In real-world business scenarios, sometimes the authoritative source is an Excel sheet, sometimes it's a SQL database, and sometimes it's a flat file. Who knows?

What's most important (after clean data) is that the process one builds around that authoritative source is reliable and repeatable. For example, if I want to build a little app or one page website, yes, ideally I'd have a direct connection to the SQL back end. Other alternative sources could be a JSON file sitting on a simple storage endpoint accessible with a single HTTP GET. If the Excel sheet is on OneDrive/SharePoint/DropBox/whatever, I could have a small serverless function run when the files changes (or on a daily schedule) that would convert the Excel sheet into a JSON file and drop that file onto storage. Hopefully you get the idea. The goal here is clean, reliable pragmatism. I'll deal with the larger business process issue and/or system architecture and/or permissions issue later. For now the "interface" for my app is JSON.

So I need some JSON and I have this Excel sheet.

Turns out there's a lovely open source project and NuGet package called ExcelDataReader. There's been ways to get data out of Excel for decades. Literally decades. One of my first jobs was automating Microsoft Excel with Visual Basic 3.0 with COM Automation. I even blogged about getting data out of Excel into ASP.NET 16 years ago!

Today I'll use ExcelDataReader. It's really nice and it took less than an hour to get exactly what I wanted. I haven't gone and made it super clean and generic, refactored out a bunch of helper functions, so I'm interested in your thoughts. After I get this tight and reliable I'll drop it into an Azure Function and then focus on getting the JSON directly from the source.

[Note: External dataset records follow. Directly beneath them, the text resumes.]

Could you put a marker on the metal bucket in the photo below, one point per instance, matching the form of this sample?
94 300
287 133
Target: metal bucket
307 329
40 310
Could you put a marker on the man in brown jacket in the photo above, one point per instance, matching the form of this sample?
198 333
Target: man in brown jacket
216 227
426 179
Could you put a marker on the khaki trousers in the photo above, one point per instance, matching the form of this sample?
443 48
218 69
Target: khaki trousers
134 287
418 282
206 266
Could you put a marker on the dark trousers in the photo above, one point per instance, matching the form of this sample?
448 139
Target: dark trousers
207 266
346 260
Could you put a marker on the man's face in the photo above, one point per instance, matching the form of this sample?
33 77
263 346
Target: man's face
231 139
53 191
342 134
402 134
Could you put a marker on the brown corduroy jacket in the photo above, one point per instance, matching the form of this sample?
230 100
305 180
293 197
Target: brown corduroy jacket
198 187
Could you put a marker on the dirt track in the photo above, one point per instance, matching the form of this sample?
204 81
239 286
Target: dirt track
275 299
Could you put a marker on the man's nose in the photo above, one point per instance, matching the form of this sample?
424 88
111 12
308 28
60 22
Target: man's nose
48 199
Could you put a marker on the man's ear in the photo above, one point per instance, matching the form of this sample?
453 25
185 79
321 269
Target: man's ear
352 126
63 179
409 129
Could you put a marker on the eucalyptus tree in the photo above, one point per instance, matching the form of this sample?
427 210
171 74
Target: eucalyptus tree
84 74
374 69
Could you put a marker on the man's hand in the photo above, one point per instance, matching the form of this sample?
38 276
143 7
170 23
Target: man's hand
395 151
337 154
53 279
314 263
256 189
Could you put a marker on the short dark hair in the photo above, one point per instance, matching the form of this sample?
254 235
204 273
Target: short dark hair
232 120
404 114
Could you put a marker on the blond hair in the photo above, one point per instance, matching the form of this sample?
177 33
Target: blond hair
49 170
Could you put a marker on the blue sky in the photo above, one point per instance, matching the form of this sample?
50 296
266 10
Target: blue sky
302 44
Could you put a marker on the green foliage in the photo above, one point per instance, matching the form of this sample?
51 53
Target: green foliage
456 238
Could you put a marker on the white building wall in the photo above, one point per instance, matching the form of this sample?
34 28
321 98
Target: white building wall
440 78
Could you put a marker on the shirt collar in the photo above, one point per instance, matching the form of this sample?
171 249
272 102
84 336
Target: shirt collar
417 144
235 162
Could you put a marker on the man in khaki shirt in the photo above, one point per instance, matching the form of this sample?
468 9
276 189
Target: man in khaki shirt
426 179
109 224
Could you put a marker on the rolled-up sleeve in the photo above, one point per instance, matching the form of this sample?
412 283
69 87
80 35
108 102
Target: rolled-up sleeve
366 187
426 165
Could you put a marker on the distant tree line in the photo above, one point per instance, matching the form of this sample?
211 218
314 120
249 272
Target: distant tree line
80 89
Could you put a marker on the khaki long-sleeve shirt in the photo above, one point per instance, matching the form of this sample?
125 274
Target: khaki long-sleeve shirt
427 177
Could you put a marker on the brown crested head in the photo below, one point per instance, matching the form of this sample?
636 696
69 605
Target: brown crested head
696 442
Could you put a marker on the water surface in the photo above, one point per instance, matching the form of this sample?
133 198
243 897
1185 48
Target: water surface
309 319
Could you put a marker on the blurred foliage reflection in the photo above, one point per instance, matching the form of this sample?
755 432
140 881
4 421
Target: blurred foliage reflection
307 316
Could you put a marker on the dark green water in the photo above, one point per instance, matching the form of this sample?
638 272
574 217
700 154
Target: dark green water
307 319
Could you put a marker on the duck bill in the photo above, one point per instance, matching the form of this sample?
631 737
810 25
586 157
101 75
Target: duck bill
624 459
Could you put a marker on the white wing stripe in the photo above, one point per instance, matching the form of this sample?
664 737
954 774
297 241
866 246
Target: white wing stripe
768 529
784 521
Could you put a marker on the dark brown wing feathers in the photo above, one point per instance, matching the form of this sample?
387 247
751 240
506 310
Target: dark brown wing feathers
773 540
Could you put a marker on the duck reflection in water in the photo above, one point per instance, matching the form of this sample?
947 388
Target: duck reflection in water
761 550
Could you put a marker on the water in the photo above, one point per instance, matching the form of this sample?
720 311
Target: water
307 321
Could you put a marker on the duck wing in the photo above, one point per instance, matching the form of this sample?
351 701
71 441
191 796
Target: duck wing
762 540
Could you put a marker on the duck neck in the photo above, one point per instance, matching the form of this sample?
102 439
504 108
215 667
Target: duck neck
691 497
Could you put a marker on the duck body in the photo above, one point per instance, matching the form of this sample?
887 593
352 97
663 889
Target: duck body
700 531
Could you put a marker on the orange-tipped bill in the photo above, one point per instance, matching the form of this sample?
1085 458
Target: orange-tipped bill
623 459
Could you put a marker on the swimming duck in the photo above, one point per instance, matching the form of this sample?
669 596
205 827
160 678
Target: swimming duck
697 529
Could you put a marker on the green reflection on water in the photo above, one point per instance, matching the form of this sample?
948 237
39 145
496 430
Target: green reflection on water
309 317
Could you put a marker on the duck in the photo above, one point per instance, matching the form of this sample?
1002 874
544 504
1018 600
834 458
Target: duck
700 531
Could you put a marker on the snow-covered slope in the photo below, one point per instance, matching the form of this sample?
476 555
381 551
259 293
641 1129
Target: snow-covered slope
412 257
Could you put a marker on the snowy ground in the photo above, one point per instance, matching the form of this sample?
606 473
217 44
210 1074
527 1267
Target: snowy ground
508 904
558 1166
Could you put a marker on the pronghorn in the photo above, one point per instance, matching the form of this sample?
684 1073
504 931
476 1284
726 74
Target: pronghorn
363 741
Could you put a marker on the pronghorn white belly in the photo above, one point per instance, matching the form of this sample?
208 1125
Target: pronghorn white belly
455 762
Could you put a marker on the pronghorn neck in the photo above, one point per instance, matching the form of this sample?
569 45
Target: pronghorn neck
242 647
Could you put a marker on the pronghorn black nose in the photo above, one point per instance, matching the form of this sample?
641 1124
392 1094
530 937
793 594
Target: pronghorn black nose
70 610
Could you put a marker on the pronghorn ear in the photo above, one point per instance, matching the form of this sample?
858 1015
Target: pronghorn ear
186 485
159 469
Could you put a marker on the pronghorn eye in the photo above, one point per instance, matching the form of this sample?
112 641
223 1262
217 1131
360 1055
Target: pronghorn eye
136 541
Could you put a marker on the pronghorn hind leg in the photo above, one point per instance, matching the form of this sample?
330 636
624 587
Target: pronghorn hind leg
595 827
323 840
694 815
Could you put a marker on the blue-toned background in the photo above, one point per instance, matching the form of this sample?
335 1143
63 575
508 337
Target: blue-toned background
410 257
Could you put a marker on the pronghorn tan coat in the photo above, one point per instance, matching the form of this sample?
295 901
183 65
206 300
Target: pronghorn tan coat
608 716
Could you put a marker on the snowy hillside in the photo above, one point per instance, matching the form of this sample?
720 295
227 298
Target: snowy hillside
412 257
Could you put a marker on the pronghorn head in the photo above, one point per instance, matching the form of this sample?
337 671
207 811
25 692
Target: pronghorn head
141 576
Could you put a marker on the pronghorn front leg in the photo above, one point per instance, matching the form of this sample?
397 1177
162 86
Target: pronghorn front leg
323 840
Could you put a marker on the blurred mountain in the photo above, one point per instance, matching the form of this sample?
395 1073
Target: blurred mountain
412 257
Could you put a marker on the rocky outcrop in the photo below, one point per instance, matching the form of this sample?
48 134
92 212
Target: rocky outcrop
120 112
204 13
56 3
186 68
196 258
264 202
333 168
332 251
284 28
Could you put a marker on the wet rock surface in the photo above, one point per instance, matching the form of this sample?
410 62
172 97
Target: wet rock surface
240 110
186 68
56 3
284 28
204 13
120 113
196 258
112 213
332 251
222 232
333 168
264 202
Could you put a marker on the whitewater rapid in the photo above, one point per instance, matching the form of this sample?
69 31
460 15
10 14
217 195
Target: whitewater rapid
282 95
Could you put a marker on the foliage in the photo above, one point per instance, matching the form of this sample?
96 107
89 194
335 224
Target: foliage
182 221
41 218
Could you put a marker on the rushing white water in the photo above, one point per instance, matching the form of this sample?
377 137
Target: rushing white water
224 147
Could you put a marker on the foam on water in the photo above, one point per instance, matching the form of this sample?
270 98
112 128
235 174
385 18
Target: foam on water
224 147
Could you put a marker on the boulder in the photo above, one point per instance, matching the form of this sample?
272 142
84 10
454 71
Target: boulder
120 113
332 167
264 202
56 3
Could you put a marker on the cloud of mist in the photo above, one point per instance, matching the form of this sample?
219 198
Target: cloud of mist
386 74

A few gotchas that surprised me. I got a "System.NotSupportedException: No data is available for encoding 1252." Windows-1252 or CP-1252 (code page) is an old school text encoding (it's effectively ISO 8859-1). Turns out newer .NETs like .NET Core need the System.Text.Encoding.CodePages package as well as a call to System.Text.Encoding.RegisterProvider(System.Text.CodePagesEncodingProvider.Instance); to set it up for success. Also, that extra call to reader.Read at the start to skip over the Title row had me pause a moment.

using System;

using System.IO;
using ExcelDataReader;
using System.Text;
using Newtonsoft.Json;

namespace AzureFridayToJson
{
class Program
{
static void Main(string[] args)
{
Encoding.RegisterProvider(CodePagesEncodingProvider.Instance);

var inFilePath = args[0];
var outFilePath = args[1];

using (var inFile = File.Open(inFilePath, FileMode.Open, FileAccess.Read))
using (var outFile = File.CreateText(outFilePath))
{
using (var reader = ExcelReaderFactory.CreateReader(inFile, new ExcelReaderConfiguration()
{ FallbackEncoding = Encoding.GetEncoding(1252) }))
using (var writer = new JsonTextWriter(outFile))
{
writer.Formatting = Formatting.Indented; //I likes it tidy
writer.WriteStartArray();
reader.Read(); //SKIP FIRST ROW, it's TITLES.
do
{
while (reader.Read())
{
//peek ahead? Bail before we start anything so we don't get an empty object
var status = reader.GetString(0);
if (string.IsNullOrEmpty(status)) break;

writer.WriteStartObject();
writer.WritePropertyName("Status");
writer.WriteValue(status);

writer.WritePropertyName("Title");
writer.WriteValue(reader.GetString(1));

writer.WritePropertyName("Host");
writer.WriteValue(reader.GetString(6));

writer.WritePropertyName("Guest");
writer.WriteValue(reader.GetString(7));

writer.WritePropertyName("Episode");
writer.WriteValue(Convert.ToInt32(reader.GetDouble(2)));

writer.WritePropertyName("Live");
writer.WriteValue(reader.GetDateTime(5));

writer.WritePropertyName("Url");
writer.WriteValue(reader.GetString(11));

writer.WritePropertyName("EmbedUrl");
writer.WriteValue($"{reader.GetString(11)}player");
/*
<iframe src="https://channel9.msdn.com/Shows/Azure-Friday/Erich-Gamma-introduces-us-to-Visual-Studio-Online-integrated-with-the-Windows-Azure-Portal-Part-1/player" width="960" height="540" allowFullScreen frameBorder="0"></iframe>
*/

writer.WriteEndObject();
}
} while (reader.NextResult());
writer.WriteEndArray();
}
}
}
}
}

The first pass is on GitHub at https://github.com/shanselman/AzureFridayToJson and the resulting JSON looks like this:

[

{
"Status": "Live",
"Title": "Introduction to Azure Integration Service Environment for Logic Apps",
"Host": "Scott Hanselman",
"Guest": "Kevin Lam",
"Episode": 528,
"Live": "2019-02-26T00:00:00",
"Url": "https://azure.microsoft.com/en-us/resources/videos/azure-friday-introduction-to-azure-integration-service-environment-for-logic-apps",
"embedUrl": "https://azure.microsoft.com/en-us/resources/videos/azure-friday-introduction-to-azure-integration-service-environment-for-logic-appsplayer"
},
{
"Status": "Live",
"Title": "An overview of Azure Integration Services",
"Host": "Lara Rubbelke",
"Guest": "Matthew Farmer",
"Episode": 527,
"Live": "2019-02-22T00:00:00",
"Url": "https://azure.microsoft.com/en-us/resources/videos/azure-friday-an-overview-of-azure-integration-services",
"embedUrl": "https://azure.microsoft.com/en-us/resources/videos/azure-friday-an-overview-of-azure-integration-servicesplayer"
},
...SNIP...

Thoughts? There's a dozen ways to have done this. How would you do this? Dump it into a DataSet and serialize objects to JSON, make an array and do the same, automate Excel itself (please don't do this), and on and on.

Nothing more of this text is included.